The Big Data Institute in collaboration with Wellcome Connecting Science and the Centre for Genomic Pathogen Surveillance has been awarded a UK Research and Innovation grant to support urgent capacity building for data science applications in pathogen genomics and surveillance.
Genomics is fast becoming pivotal to the work of researchers and healthcare professionals in the UK. However, there is a growing skills gap in their application of genomics and data science tools to understand and manage disease. As the incorporation of big data and genomic sequencing is now common in healthcare, the need for training to support the increasing demand for analysing and interpreting complex data has become imperative.
In the field of infectious pathogens, fast and large-scale delivery of genomic sequence information underlines the importance of strengthening capacity for pathogen data science skills, in order to guide clinical care and for the accurate and timely provision of public health interventions.
This grant aims to scale-up accessible training skills development using a Train the trainer approach, specifically designed for pathogen genomics and surveillance. This innovative collaboration will focus on equipping professionals with relevant competencies to train others through the application of standardised guidance and digital training resources. Combining their expertise in development of genomics software tools and training delivery, CGPS and WCS will build upon a successful collaboration on a Train the trainer course in 2019, which aimed to strengthen capacity for genomic surveillance of antimicrobial resistance in low and middle-income countries.

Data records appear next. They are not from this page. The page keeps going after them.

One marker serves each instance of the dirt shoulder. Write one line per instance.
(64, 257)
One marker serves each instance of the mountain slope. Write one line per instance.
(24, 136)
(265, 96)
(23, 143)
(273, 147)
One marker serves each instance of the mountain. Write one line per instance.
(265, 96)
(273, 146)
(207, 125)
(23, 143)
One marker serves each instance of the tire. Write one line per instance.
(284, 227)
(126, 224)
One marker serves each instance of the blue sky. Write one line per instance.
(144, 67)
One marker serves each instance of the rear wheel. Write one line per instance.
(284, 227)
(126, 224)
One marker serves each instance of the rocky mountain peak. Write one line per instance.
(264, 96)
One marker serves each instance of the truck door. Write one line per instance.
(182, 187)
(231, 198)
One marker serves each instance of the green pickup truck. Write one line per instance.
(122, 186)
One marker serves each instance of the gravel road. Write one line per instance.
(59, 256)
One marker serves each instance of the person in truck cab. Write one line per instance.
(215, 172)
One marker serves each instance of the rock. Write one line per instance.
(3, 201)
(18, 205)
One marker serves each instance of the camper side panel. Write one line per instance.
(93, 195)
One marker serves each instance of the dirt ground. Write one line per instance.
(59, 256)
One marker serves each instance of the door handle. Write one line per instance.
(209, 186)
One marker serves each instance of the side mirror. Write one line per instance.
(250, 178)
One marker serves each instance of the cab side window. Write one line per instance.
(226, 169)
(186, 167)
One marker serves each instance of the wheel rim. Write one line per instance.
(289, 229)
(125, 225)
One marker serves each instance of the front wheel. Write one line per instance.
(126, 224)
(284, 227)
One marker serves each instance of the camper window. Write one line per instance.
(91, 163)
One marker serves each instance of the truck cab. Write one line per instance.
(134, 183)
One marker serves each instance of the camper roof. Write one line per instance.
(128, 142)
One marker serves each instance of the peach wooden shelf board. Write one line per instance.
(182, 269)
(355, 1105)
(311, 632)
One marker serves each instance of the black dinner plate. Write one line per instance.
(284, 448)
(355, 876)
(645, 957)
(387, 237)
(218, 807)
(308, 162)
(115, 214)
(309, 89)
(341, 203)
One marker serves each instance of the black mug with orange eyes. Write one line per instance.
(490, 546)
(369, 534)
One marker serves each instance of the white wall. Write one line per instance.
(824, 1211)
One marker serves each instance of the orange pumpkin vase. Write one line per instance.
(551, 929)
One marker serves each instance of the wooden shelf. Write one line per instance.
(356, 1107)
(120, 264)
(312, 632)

The new project entitled Train the trainer – Data Science for Pathogen Genomics and Surveillance (T3Connect) will train researchers, healthcare and academic professionals in effective dissemination of basic and applied data science skills for pathogen genomics in the UK. This approach provides an effective framework for scaling up the capacity for analysis and interpretation of genomics data useful for the management and surveillance of infectious diseases. Developing training resources which are accessible and compatible with the professional demands of scientists and clinical staff is a key objective for the successful expansion of genomics data science training.
The funded training programme will apply a blended format consisting of a combination of online and face-to-face training, and will involve:
1. Implementing a series of Train the trainer courses to promote forward direct training, by providing researchers, educators and healthcare professionals, with the skills to train other professionals in data science applications for pathogen genomics.
2. Cultivating a community of professionals that offer training, mentorship and networking opportunities in pathogen genomics and surveillance.
3. Building and publishing freely available training resources that are accessible to all professionals.
Professor David Aanensen, the prinicpal investigator based at the BDI said, “This project builds upon previously developed Train the Trainer methods focused on genomic surveillance of antimicrobial resistance and will enable broadening of the approach for pathogen genomics, data science and surveillance more generally. We are excited to collaborate with the Wellcome Genome Campus Advanced Courses and Scientific Conferences to engender this route to training and delivery.”
Alice Matimba from Wellcome Connecting Science said, “Our Train the Trainer approach provides a sustainable and scalable solution to developing training skills tailored resources and mentored networks for genomics and data sciences. Collaborating with Big Data Institute, Oxford University, and in consultation with relevant stakeholders, the project will build lasting strategies to strengthen capacity for data science for pathogen genomics through trainer communities, thereby expanding the potential for wider reach and impact in healthcare.”